A volte basterebbe avere i soldi per i libri e l’uniforme. In Ghana, per esempio, il 46% dei bambini intervistati ha detto che è stato proprio questo il motivo per cui non hanno frequentato le elementari. Ma il prezzo per le femmine è molto più alto. Un rischio grosso è quello delle molestie sessuali o di violenze da parte degli insegnanti. In Senegal l’80% dei bambini denuncia violenze da parte degli insegnanti, in Ghana il dato è al 75%. In Togo il 16% dei bambini intervistati indicava nei maestri i responsabili delle gravidanze delle compagne di classe. In Mali la cifra è del 15%, in Senegal dell’!!%.

Attualmente, 1 bambina su 7 nei Paesi in via di sviluppo è costretta a sposarsi prima dei 15 anni, alcune addirittura a 5 anni. I matrimoni precoci le espongono al rischio di contrarre malattie come l’HIV e di avere gravidanze precoci, principale causa di morte per le ragazzine tra i 15 e i 19 anni (ogni 60 secondi una ragazza muore partorendo). 1 su 4 ha subito violenze psicologiche e sessuali prima dei 18 anni, anche a scuola. Tutto ciò riduce la probabilità che continuino a studiare.

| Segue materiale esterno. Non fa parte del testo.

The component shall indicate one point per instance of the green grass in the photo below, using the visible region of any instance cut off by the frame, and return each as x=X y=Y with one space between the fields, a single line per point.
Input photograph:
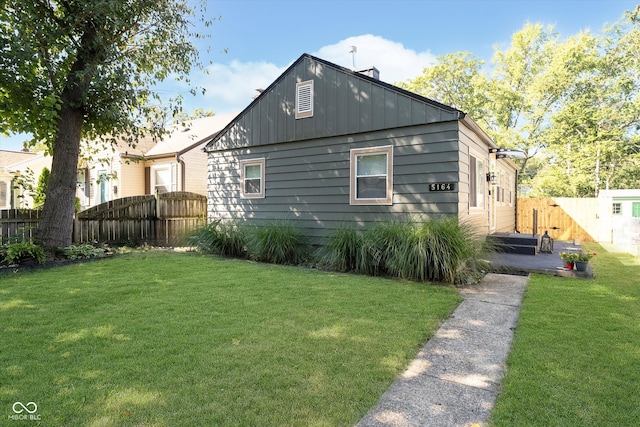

“In molte comunità le bambine non godono delle stesse opportunità dei bambini e subiscono discriminazioni anche per quanto riguarda l’accesso al cibo e alle cure mediche – spiega Tiziana Fattori, Direttore Nazionale di Plan Italia – L’istruzione è il vero tasto dolente. La mancata scolarizzazione ha un duplice effetto, rende le bambine socialmente più vulnerabili e le priva della possibilità di sottrarsi al cerchio della povertà. Because I am a Girl gioca un ruolo importante nel sostenere il percorso di realizzazione dei loro diritti, ciò si traduce in maggiore consapevolezza delle proprie potenzialità, del proprio corpo e della propria salute”.

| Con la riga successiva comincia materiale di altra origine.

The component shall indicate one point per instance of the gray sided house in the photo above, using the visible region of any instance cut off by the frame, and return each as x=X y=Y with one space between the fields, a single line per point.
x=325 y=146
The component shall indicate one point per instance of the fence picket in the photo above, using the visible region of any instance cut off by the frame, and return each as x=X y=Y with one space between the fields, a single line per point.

Ad aggravare la situazione delle bambine, le mutilazioni genitali femminili (MGF) che continuano ad allontanare migliaia di ragazze dalla scuola ogni anno a causa di complicazioni per la salute dovute all’intervento, lunghe cerimonie di iniziazione e soprattutto perché dopo l’intervento vengono date in sposa e, di conseguenza, la loro istruzione è considerata superflua. A livello mondiale, oltre 140 milioni di bambine e donne ne vivono Ie conseguenze (emorragie, infezioni e difficoltà durante il parto). Il 20 dicembre le Nazioni Unite hanno messo al bando le MGF dopo una battaglia durata dieci anni. Ma tra i 28 Paesi in cui la circoncisione o l’infibulazione è praticata, solo 19 si sono dotati di una legge che proibisce la pratica, tra cui Sudafrica e Zimbabwe.

In vista della Giornata Mondiale contro l’infibulazione e le mutilazioni genitali femminili, che si celebra il 6 febbraio, Plan Italia lancia una petizione rivolta agli esponenti del futuro governo italiano affinchè si impegnino ad affrontare la sfida della riduzione ed eliminazione delle MGF in tutti i Paesi in cui esse vengono ancora praticate mediante un’intensa azione di pressione sui governi degli Stati che ancora non ne sono dotati.